“Yeah, we sold out… we sold out every show, every night.”

How did Modest Mouse sell out?

Maybe I’m just being too sensitive, but here’s something I don’t understand. I’ve never gotten the idea of trashing a band because they’ve gotten big, because they’ve become popular, just for that sake. I’ve never really figured out the reasoning behind this – maybe I never will.

I bring this up primarily because I like to gripe about things, and now, with this new fancy electronic medium I have at my disposal, I can gripe to more people than just Kerrie, who’s really probably tired of it anyway.

Anyway, this weekend we are going to Minneapolis to see Modest Mouse, a band that initially was an underground novelty which blossomed into indie-rock darlings, and now, after 5 years of buzz, has broken into the mainstream, if only for a little while. Their newest album, which is their second major-label release, is consistently on sale at Best Buy, is referenced by all of the major “independent” sources (Spin, AP, and commercial “indie-rock” radio), and, for a while, was a major force in the MTV Buzz Bin genre.

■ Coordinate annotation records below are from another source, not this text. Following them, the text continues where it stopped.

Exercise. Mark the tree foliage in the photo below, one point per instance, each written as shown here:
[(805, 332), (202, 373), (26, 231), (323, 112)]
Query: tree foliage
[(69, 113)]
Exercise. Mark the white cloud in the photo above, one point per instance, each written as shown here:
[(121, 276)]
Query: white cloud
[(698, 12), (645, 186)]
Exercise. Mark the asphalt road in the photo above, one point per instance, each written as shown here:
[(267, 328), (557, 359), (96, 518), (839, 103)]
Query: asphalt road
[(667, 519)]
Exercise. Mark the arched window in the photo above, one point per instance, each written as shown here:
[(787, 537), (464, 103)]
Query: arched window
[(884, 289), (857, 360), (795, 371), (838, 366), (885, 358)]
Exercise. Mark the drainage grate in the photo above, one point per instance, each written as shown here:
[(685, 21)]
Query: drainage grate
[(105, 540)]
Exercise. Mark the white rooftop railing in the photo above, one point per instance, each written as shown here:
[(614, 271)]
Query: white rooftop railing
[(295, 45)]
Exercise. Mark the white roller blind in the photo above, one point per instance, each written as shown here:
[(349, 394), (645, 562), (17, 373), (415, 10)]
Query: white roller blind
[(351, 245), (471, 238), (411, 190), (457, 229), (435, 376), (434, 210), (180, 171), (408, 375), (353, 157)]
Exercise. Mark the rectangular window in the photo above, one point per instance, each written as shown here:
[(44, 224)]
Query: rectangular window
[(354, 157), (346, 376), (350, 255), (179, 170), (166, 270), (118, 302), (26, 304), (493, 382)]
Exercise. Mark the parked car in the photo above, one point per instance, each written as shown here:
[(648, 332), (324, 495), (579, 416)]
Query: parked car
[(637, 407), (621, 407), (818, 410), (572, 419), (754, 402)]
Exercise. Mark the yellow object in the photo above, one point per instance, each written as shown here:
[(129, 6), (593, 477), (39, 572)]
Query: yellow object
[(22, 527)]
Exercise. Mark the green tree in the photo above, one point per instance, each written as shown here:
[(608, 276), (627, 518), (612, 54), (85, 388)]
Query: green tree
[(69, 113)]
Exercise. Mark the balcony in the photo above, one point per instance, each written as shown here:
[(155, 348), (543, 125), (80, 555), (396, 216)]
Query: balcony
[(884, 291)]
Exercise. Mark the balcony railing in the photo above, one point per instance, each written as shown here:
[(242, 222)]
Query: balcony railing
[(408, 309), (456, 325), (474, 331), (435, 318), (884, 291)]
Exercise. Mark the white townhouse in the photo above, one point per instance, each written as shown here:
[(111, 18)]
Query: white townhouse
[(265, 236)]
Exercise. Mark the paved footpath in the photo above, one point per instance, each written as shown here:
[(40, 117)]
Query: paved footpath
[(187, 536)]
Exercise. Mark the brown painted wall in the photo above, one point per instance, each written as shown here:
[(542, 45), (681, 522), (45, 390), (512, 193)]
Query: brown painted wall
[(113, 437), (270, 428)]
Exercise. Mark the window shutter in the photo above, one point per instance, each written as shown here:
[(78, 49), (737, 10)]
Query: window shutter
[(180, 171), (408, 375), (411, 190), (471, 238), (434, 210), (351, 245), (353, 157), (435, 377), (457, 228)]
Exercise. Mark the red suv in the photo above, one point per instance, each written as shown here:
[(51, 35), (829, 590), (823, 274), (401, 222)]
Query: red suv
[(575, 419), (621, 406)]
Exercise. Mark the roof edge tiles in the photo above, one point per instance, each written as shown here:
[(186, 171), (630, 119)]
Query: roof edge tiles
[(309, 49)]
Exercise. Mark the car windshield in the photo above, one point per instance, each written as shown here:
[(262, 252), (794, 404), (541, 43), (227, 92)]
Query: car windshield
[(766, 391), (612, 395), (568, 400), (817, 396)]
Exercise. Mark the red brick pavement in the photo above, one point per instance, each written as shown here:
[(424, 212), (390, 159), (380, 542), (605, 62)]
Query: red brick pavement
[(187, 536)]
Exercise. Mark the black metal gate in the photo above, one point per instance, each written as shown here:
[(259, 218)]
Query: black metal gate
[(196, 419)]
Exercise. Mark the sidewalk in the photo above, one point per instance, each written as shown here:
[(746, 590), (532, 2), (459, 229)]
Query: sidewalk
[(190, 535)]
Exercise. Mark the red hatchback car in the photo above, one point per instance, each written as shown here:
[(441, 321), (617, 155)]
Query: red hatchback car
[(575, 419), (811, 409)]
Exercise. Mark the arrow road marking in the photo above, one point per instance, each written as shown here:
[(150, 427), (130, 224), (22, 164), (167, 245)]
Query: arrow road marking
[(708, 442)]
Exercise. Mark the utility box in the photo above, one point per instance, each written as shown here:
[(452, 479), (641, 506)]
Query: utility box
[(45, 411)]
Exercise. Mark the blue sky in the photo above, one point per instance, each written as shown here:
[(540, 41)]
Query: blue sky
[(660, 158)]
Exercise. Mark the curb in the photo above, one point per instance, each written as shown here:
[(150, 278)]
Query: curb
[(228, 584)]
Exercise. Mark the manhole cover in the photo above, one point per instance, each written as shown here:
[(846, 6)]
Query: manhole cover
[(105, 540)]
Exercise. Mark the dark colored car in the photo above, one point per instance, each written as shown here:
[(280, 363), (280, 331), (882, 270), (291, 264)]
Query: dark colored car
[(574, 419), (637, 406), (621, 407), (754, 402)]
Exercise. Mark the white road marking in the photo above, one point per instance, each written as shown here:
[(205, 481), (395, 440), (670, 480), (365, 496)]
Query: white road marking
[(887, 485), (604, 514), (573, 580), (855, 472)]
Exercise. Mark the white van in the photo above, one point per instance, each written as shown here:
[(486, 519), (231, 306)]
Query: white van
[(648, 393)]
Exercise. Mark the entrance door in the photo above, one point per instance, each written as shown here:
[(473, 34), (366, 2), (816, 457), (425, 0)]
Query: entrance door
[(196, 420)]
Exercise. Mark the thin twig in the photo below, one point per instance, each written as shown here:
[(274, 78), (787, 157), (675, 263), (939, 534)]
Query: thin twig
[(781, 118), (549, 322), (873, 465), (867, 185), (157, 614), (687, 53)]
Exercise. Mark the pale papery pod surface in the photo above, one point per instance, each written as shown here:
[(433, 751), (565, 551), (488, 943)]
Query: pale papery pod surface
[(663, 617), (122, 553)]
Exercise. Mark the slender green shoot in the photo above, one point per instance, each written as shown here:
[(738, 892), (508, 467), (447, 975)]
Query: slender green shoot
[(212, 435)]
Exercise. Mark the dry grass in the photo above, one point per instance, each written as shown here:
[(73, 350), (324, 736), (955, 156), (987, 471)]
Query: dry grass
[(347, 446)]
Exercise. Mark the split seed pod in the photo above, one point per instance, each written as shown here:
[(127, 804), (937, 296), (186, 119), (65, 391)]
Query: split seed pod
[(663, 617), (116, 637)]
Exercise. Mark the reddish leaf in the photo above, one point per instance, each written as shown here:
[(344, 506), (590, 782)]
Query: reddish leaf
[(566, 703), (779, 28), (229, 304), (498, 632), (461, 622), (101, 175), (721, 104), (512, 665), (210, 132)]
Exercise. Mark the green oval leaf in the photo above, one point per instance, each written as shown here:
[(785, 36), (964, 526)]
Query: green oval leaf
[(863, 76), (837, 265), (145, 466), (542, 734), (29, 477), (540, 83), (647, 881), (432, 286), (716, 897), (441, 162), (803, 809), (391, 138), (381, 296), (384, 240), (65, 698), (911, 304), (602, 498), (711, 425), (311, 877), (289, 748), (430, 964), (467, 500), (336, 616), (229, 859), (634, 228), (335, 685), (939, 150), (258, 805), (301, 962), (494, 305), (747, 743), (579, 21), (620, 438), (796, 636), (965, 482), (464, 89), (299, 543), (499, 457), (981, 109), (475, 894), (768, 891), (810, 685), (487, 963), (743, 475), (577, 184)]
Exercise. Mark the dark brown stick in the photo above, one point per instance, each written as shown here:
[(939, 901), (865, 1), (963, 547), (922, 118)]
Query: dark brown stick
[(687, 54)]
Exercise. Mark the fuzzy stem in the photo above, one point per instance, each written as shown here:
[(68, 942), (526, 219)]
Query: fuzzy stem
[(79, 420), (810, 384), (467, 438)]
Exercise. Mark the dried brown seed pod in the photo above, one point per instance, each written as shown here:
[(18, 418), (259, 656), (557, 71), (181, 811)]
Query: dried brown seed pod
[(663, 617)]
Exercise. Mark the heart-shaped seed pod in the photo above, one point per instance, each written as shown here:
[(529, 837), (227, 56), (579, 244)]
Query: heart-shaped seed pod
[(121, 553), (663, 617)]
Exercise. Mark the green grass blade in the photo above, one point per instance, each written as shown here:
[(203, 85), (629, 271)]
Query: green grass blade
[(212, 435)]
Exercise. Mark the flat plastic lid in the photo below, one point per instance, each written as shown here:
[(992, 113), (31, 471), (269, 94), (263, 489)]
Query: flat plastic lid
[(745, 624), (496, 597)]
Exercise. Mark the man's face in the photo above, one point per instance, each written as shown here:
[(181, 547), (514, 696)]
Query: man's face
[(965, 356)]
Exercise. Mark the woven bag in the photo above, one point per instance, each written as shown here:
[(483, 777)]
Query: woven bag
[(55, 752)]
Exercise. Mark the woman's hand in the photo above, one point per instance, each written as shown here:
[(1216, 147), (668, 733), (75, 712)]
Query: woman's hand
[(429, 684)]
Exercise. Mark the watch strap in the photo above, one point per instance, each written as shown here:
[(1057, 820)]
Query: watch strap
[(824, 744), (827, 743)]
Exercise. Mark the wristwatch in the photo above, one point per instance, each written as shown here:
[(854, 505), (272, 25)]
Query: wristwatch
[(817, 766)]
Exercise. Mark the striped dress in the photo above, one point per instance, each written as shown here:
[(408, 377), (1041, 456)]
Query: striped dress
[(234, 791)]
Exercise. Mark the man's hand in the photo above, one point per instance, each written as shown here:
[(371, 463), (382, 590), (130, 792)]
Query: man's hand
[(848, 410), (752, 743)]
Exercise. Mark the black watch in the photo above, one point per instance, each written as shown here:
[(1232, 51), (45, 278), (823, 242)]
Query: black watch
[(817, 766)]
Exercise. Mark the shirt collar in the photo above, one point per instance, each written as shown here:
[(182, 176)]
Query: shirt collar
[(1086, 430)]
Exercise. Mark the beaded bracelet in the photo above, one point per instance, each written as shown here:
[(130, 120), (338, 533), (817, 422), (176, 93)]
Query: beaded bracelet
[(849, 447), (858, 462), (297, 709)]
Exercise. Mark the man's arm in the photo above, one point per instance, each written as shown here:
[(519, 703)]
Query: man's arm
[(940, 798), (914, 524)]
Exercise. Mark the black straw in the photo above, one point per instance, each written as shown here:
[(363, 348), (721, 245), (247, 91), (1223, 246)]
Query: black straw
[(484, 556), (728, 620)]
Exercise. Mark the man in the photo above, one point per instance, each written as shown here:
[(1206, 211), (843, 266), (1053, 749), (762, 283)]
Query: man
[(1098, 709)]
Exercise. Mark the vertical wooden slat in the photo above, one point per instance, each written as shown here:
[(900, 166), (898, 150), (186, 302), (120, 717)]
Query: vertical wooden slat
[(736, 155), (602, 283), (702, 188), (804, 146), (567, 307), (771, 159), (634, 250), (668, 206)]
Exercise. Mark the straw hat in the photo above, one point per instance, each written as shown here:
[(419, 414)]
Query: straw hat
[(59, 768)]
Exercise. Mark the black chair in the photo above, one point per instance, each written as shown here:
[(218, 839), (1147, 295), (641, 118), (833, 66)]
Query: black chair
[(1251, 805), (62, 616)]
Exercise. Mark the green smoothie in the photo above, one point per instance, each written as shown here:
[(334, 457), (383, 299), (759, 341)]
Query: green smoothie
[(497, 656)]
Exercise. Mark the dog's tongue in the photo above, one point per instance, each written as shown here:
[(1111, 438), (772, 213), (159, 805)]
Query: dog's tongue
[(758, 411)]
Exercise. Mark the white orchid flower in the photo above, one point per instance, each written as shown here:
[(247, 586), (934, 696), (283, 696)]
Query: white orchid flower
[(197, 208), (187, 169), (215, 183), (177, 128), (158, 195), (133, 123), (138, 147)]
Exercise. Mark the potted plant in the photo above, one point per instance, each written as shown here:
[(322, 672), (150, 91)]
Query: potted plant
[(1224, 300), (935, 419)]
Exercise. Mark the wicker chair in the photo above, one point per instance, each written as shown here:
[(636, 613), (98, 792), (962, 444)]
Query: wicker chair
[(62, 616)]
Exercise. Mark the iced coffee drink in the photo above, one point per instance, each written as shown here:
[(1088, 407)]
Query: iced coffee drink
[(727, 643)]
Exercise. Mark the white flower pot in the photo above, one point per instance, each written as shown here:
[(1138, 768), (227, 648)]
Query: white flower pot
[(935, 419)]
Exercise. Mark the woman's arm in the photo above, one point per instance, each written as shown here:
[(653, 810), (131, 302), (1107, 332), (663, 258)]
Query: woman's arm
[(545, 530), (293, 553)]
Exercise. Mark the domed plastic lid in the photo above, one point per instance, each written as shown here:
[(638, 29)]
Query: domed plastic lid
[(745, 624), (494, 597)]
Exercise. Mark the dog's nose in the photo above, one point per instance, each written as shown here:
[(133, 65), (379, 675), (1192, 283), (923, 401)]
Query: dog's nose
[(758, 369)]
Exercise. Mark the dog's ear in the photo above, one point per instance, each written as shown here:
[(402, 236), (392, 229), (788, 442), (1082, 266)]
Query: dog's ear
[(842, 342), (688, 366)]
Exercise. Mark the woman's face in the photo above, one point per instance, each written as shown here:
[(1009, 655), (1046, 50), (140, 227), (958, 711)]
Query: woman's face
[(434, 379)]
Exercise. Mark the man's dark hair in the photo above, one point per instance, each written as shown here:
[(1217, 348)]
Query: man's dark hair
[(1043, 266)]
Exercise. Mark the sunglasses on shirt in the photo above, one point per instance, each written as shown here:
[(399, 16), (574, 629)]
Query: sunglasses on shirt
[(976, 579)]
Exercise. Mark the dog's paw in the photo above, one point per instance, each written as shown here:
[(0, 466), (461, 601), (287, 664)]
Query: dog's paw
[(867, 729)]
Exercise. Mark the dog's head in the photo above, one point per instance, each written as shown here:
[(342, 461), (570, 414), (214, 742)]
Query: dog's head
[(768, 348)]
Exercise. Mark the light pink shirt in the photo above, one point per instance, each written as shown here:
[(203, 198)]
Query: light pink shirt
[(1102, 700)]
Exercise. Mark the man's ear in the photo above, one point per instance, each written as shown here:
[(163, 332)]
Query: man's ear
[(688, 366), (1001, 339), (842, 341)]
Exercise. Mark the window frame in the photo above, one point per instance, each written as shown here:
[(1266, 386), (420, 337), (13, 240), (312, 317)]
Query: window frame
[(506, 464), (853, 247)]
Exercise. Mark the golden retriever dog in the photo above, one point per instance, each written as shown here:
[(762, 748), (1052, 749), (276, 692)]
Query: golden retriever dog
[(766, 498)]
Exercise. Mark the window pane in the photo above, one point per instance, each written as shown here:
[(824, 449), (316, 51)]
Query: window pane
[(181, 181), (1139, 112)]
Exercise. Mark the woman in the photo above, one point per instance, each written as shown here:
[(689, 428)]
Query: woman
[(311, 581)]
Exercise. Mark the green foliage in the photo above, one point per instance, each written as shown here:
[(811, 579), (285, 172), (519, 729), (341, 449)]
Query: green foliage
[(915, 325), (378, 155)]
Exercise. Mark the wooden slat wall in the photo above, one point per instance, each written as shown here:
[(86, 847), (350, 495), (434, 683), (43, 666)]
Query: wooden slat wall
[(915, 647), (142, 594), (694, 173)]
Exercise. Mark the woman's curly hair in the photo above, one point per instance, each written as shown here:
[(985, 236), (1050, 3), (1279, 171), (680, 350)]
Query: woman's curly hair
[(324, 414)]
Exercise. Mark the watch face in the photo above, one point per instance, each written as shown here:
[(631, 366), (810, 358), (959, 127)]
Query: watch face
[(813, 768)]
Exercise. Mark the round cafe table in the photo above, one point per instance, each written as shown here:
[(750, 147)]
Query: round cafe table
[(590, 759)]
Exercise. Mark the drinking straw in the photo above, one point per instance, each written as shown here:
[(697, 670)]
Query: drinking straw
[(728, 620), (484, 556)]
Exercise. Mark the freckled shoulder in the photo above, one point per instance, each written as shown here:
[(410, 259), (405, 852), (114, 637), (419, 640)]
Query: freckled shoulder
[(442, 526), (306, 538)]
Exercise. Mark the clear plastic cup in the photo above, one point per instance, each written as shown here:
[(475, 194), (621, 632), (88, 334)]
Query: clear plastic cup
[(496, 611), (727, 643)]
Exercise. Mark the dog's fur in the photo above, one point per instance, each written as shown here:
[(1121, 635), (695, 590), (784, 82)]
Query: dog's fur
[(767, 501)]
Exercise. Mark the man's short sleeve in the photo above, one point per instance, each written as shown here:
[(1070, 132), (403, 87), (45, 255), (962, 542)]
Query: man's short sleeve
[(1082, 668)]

Everybody who was everybody listed Good News For People Who Love Bad News as one of the top ten albums of the year, and, hell, they’re selling out two shows per city in the larger clubs.

Which, of course, means they sold out as a band as well.

This is what I don’t get, how a band suddenly changes when they are exposed to the larger populace, as if they have some sort of appendage that sprouts from their waists whenever they reach a fan base of 4 million people. Sometimes this is true. Some bands go the Filter/Jimmy Eat World route, where they become progressively more and more pussy as their careers progress, like they’re entering the “twilight” years of their recording catalog. But most bands don’t – this is just an indie-myth. Four extra tracks in the recording studio and flashy new packaging does not change most bands, in fact, most of these bands continue to produce the same music and flounder because of it… suddenly they are NOT the next big thing, suddenly they are that “quirky band that MTV loved for a few months.” Ask The Killers, or Bright Eyes. They’re riding the same wave that Modest Mouse rode just six months ago, and that Beck, Ween, Blur, and other various “legends” rode in the years before that.

I mean… come on! Listen to me… rambling on and on about the independent sanctity of a Seattle band that nobody used to care about. Everyone has a favorite obscure band…sometimes that obscure band is their favorite band… and everyone wants to see that band succeed. Everyone tells their friends about that favorite band, and everyone is pretty excited and kind of shocked when that favorite band hits the mainstream for the first, if not the only, time. And everyone secretly wants their favorite band to stick it in the craw of those other established bands. I want to see bands like Bright Eyes, Interpol and Modest Mouse standing alongside U2 and Metallica, basking in the glory of their new-found popularity while flipping the bird to the established acts in the process. Hell, those small bands will be ground down again soon enough, so I say good for them while it lasts.

I hate to sound so “un-punk-rock” about this, but I don’t really see any problem with a band doing well on a national stage, as long as they do it their way. Modest Mouse is still playing the same quirky, non-radio friendly music they have in the past, it’s just that the radio culture seems to be enjoying something the rest of us enjoyed years ago.

I’m glad that Modest Mouse is making money doing what they like to do. And I’ll be glad when they put out their next album to little praise, and to no fanfare, and they have to go back to selling out just one First Ave. show, instead of four in seven months.

Then, maybe, it will be cool for us to admit we like them again.